Despite pleas from patients, their doctors, and advocates, despite the vast financial windfalls flowing to his agency from the HIV community’s adept lobbying, Dr. Fauci refused to meet with the AIDS community leadership during his first three years as America’s “AIDS Czar.” That reticence further soured Dr. Fauci’s already difficult relationships with the community he was responsible to serve.

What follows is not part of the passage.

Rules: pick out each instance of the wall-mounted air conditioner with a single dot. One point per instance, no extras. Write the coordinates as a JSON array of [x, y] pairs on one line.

It was a hardwired reflex at NIAID to exaggerate public fears of pandemics, and Dr. Fauci’s first instinct as national AIDS czar had been to stoke contagion terror. He made himself a villain among AIDS activists with a fear-mongering 1983 article in the Journal of the American Medical Association warning that AIDS could spread by casual contact.20 At the time, AIDS was almost exclusive to intravenous drug users and males who had sex with other males, but Dr. Fauci incorrectly warned of “the possibility that routine close contact, as within a family household, can spread the disease.” Given that “nonsexual, non-blood-borne transmission is possible,” Fauci wrote, “the scope of the syndrome may be enormous.” In his history of the AIDS crisis, And the Band Played On, author Randy Shilts reports that the world’s leading AIDS expert, Arye Rubinstein, was “astounded” at Fauci’s “stupidity” because his statement did not reflect the contemporary scientific knowledge.21 The best scientific evidence suggested the infectivity of HIV, even in intimate contact, to be so negligible as to be incapable of sustaining a general epidemic.
Nevertheless, Dr. Fauci’s reflexive response was to amplify the widespread panic of dreaded pestilence that would naturally magnify his power, elevate his profile, and expand his influence. Amplifying terror of infectious disease was already an ingrained knee-jerk institutional response at NIAID.